MK-2206 is an oral selective allosteric inhibitor of Akt that targets all three isoforms of human Akt (Akt-1, Akt-2 and Akt-3). In a phase I study of solid tumors, MK-2206 demonstrated evidence of target modulation and anti-proliferative activity as a single agent and in combination with other agents. Current ongoing trials of MK-2206 include monotherapy and combination therapy in breast cancer, colorectal cancer, haematological malignancies, non-small cell lung cancer and other. Detected treatment-related adverse event are: rash, fatigue, hyperglycemia.

Traxanox is a diuretic agent possessing an uricosuric effect in animals. The diuretic and uricosuric effects of the drug have also been demonstrated in normotensive healthy subjects. The chronic administration of traxanox reduces serum uric acid level as well as blood pressure in patients with mild to moderate hypertension. This reduction in serum uric acid is due in part to a traxanox-induced elevation of urinary uric acid excretion. Traxanox sodium stimulates the phagocytic activity of leukocytes or macrophages and prevents the drug-induced suppression of the phagocytic activity of these cells. Traxanox may be clinically effective in treating patients with nasal allergies. The mode of action of traxanox on inflammatory responses resembles that of D-penicillamine or levamisole, so that it may prove to be clinically effective in treating rheumatoid arthritis. Also, traxanox may be effective for the treatment of allergic bronchial asthma.

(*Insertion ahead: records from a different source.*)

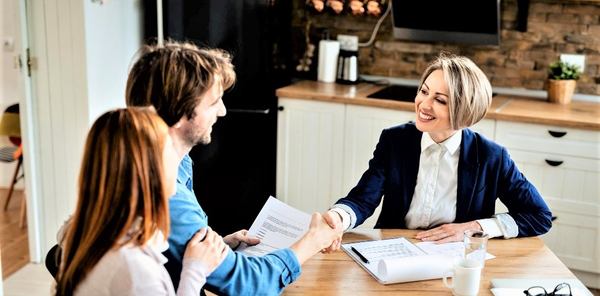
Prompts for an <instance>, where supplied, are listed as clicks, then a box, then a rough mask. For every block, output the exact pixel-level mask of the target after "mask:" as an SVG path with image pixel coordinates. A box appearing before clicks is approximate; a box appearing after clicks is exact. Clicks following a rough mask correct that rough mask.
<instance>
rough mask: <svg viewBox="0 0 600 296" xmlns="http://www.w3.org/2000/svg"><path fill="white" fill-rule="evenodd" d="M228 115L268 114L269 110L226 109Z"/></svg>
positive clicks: (248, 109) (261, 109) (266, 109)
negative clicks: (227, 113) (243, 114)
mask: <svg viewBox="0 0 600 296" xmlns="http://www.w3.org/2000/svg"><path fill="white" fill-rule="evenodd" d="M227 112H230V113H246V114H269V112H271V109H227Z"/></svg>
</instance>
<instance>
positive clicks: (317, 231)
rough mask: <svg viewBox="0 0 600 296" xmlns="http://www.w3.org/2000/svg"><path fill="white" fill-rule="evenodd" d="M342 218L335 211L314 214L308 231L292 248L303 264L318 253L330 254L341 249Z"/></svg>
mask: <svg viewBox="0 0 600 296" xmlns="http://www.w3.org/2000/svg"><path fill="white" fill-rule="evenodd" d="M343 234H344V229H343V228H342V218H341V217H340V215H339V214H337V213H336V212H333V211H327V212H325V213H323V214H320V213H313V214H312V218H311V221H310V227H309V228H308V231H307V232H306V234H304V236H302V238H300V240H298V241H297V242H296V243H294V244H293V245H292V246H291V247H290V248H291V249H292V250H293V251H294V252H295V253H296V256H297V257H298V261H299V262H300V264H303V263H304V262H306V260H308V259H309V258H310V257H312V256H313V255H315V254H316V253H318V252H323V253H330V252H333V251H336V250H338V249H339V248H340V245H341V242H342V235H343Z"/></svg>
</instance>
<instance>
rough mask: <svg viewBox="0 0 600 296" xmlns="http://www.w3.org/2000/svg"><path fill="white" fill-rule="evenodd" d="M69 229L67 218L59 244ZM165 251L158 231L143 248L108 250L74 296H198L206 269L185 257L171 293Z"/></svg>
mask: <svg viewBox="0 0 600 296" xmlns="http://www.w3.org/2000/svg"><path fill="white" fill-rule="evenodd" d="M135 224H137V223H134V225H135ZM69 226H70V219H69V220H68V221H67V222H66V223H65V224H64V225H63V227H62V228H61V230H60V231H59V235H58V236H59V241H61V242H62V236H63V234H64V231H66V228H67V227H69ZM132 228H135V226H134V227H132ZM168 248H169V244H168V243H167V241H166V239H165V237H164V236H163V234H162V232H161V231H157V232H156V234H155V235H154V236H153V237H152V239H150V241H148V242H147V243H146V244H145V245H144V246H134V245H133V244H131V243H130V244H126V245H124V246H122V247H120V248H118V249H113V250H110V251H108V252H107V253H106V254H104V256H102V258H101V259H100V261H98V263H96V265H95V266H94V267H93V268H92V270H91V271H90V272H89V273H88V274H87V276H86V277H85V279H84V280H83V281H82V282H80V283H79V284H78V285H77V287H76V289H75V293H74V295H76V296H77V295H81V296H83V295H85V296H88V295H89V296H109V295H131V296H137V295H140V296H142V295H169V296H175V295H178V296H183V295H191V296H198V295H200V291H201V289H202V286H204V284H205V283H206V277H207V276H208V275H209V272H208V268H207V267H206V266H205V265H204V263H202V262H201V261H199V260H196V259H189V258H186V259H185V260H184V261H183V269H182V271H181V280H180V282H179V287H178V288H177V292H175V288H174V287H173V282H172V281H171V277H170V276H169V273H168V272H167V269H166V268H165V267H164V266H163V264H165V263H166V262H167V258H166V257H165V256H163V255H162V252H164V251H166V250H167V249H168Z"/></svg>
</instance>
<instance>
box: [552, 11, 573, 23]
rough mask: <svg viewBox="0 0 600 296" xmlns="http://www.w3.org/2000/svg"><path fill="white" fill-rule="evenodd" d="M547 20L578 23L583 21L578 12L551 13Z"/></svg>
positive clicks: (556, 22) (559, 22) (557, 22)
mask: <svg viewBox="0 0 600 296" xmlns="http://www.w3.org/2000/svg"><path fill="white" fill-rule="evenodd" d="M547 22H552V23H564V24H578V23H581V18H580V17H579V15H578V14H566V13H549V14H548V20H547Z"/></svg>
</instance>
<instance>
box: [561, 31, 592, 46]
mask: <svg viewBox="0 0 600 296" xmlns="http://www.w3.org/2000/svg"><path fill="white" fill-rule="evenodd" d="M565 41H567V42H569V43H576V44H586V45H598V46H600V35H598V36H592V35H581V34H568V35H566V36H565Z"/></svg>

FIN-6 (PATIDEGIB, IPI-926), a semisynthetic derivative of alkaloid cyclopamine, is a G protein-coupled receptor Smoothened (Smo) inhibitor with antineoplastic activity. Smo is a key signaling transmembrane protein in the Hedgehog signaling pathway which plays an important role in the proliferation of neuronal precursor cells in the developing cerebellum and other tissues. FIN-6 (PATIDEGIB, IPI-926) is under development for Gorlin syndrome, basal cell carcinomas, and other potential indications.

Asulacrine, also known as CI-921, an inhibitor of topoisomerase II, participated in clinical trials phase II for the treatment of cancer. In spite of the positive and promising results, this drug showed the toxicity, phlebitis that blocks its implementation in the future.

Oxaprotiline (also known as hydroxymaprotiline) is a norepinephrine reuptake inhibitor and blocked the histamine H1 receptor. Oxaprotiline was studied in the treatment of hospitalized depressive patients. However, this drug has never been marketed.

Hycanthone is a thioxanthene derivative of lucanthone with anti-schistosomal activity and potential antineoplastic activity. It was clinically available for the treatment of human schistosomiasis. Anti-helmintic action relies on its ability to inhibit worm monoamine oxidase and cholinesterases. Hycanthone produced immediate side effects such as hepatotoxicity and gastrointestinal disturbances, and was consequently withdrawn. Hycanthone inhibits apurinic endonuclease-1 (APE1) by direct protein binding. Hycanthone was used in the 1980s as antitumor agents, it was pulled out of Phase II trials.

FERTIRELIN is an analog of luteinizing hormone releasing factor. The drug has been used since 1981 in Japan to treat various types of reproductive failure in cattle.

Sabarubicin (previously known as MEN-10755), a disaccharide analog of doxorubicin that was developed by Menarini Pharmaceuticals for the treatment of solid tumors, including small cell lung cancer and prostate cancer. Sabarubicin exhibits a superior antitumor efficacy, presumably related to the activation of p53-independent apoptosis. The drug participated in phase II clinical trials to study its effectiveness in treating patients who have progressive prostate cancer that has not responded to hormone therapy and in chemotherapy-naive patients with extensive stage small cell lung cancer. On 21 December 2004, the European Commission granted the orphan designation to Menarini for sabarubicin for the treatment of small cell lung cancer.

Levonadifloxacin is the S-(-) isomer of the benzoquinolizine fluoroquinolone nadifloxacin and is two- to four-fold more active than the racemic mixture. Levonadifloxacin is a potent antibacterial agent against Gram-positive bacteria especially against methicillin resistance Staphylococcus aureus. It also possesses potent bactericidal activity against other resistant variants like quinolone-resistant Staphylococcus aureus, vancomycin and glycopeptide intermediate Staphylococcus aureus and vancomycin resistant Staphylococcus aureus. Intravenous dosage form developed to treat complicated skin and skin structure infections and has recently completed Phase III studies in India and Phase I studies in USA.